Tuesday, March 10, 2009

Parliamentary Procedures Do Not Explain The Southern Strategy

Richard Reeves' odd explanation of how the South went Republican really doesn't make much sense. Rather than talk about race, he claims the roots of this shift go back to Kennedy forcing a change in the size of the House Rules Committee, which placed more of his allies on it and embarrassed leading Southern Democrats.

This explanation just doesn't hold water. As a commenter on the post named Bill said:

This is bad history. Absent the Voting Rights Act and the other civil rights legislation, it would have taken much more than a rules fight to get the South to defect to the Republican Party. Race, race and race is at the heart of Southern politics. The 2008 election is a measure of how absolutely poorly Bush had performed in office and a growing small band of younger southerners for whom race is not the lynchpin of politics who joined with an omnipresent band of liberal whites of all ages that was helped by record African-American turnout.

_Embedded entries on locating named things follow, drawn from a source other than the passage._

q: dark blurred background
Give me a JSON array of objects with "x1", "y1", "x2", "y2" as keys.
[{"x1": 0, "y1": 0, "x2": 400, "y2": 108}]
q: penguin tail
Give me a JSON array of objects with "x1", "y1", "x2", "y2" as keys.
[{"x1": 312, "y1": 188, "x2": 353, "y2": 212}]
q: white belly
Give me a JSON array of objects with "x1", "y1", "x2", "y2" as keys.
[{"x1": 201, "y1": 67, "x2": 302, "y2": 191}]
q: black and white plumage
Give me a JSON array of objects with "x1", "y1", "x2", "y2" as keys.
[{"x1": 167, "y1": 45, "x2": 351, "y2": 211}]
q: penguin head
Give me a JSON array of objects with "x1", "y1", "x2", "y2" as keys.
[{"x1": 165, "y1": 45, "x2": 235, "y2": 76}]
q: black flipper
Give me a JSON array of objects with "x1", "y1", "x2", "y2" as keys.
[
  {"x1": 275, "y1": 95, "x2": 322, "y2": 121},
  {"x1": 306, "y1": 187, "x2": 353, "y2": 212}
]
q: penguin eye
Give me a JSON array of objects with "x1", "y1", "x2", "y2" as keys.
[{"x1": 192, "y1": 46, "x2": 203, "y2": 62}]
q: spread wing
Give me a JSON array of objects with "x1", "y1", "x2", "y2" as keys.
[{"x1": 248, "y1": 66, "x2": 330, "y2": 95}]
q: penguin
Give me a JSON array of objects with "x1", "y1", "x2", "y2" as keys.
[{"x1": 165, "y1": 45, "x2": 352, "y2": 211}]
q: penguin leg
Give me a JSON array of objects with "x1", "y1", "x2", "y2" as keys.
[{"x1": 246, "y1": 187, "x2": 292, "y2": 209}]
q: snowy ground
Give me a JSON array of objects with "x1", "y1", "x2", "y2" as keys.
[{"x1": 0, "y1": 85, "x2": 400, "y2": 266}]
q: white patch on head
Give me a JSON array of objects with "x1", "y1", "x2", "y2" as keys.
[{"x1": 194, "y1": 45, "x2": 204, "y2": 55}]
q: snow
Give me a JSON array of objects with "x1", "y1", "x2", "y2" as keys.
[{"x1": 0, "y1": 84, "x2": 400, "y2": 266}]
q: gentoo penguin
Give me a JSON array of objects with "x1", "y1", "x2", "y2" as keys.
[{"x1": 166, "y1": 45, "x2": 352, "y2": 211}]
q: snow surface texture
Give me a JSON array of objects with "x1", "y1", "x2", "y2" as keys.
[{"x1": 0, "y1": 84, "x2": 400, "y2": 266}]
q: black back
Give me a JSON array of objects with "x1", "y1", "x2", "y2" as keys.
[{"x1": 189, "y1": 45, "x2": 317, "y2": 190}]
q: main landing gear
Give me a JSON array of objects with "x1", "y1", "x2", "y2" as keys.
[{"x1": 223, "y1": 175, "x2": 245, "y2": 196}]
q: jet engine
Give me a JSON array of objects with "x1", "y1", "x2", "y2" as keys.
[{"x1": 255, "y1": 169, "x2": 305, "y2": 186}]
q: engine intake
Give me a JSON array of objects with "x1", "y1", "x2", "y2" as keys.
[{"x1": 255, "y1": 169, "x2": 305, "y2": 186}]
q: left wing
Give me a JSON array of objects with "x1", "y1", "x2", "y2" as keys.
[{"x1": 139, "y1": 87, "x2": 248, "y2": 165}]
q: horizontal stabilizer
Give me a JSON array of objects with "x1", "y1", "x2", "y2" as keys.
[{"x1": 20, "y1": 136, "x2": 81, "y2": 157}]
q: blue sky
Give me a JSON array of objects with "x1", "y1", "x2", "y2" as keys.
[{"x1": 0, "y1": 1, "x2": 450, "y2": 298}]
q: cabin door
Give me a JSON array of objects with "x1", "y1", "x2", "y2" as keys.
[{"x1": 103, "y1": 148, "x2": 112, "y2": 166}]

Yes. This actually reminds me of arguments claiming the Civil War was not about slavery. Sure, you can point to other areas of tension, but without slavery, none of those other reasons were sufficient for Americans to start killing each other. Similarly, Kennedy undermining the power of conservatives in Congress allowed for civil rights legislation to pass, but it was that legislation specifically, along with Richard Nixon taking advantage of white southern discontent to push his own ambitions, that created the all-Republican South. This legislative battle is an interesting story, but Reeves puts way too much explanatory power on its shoulders.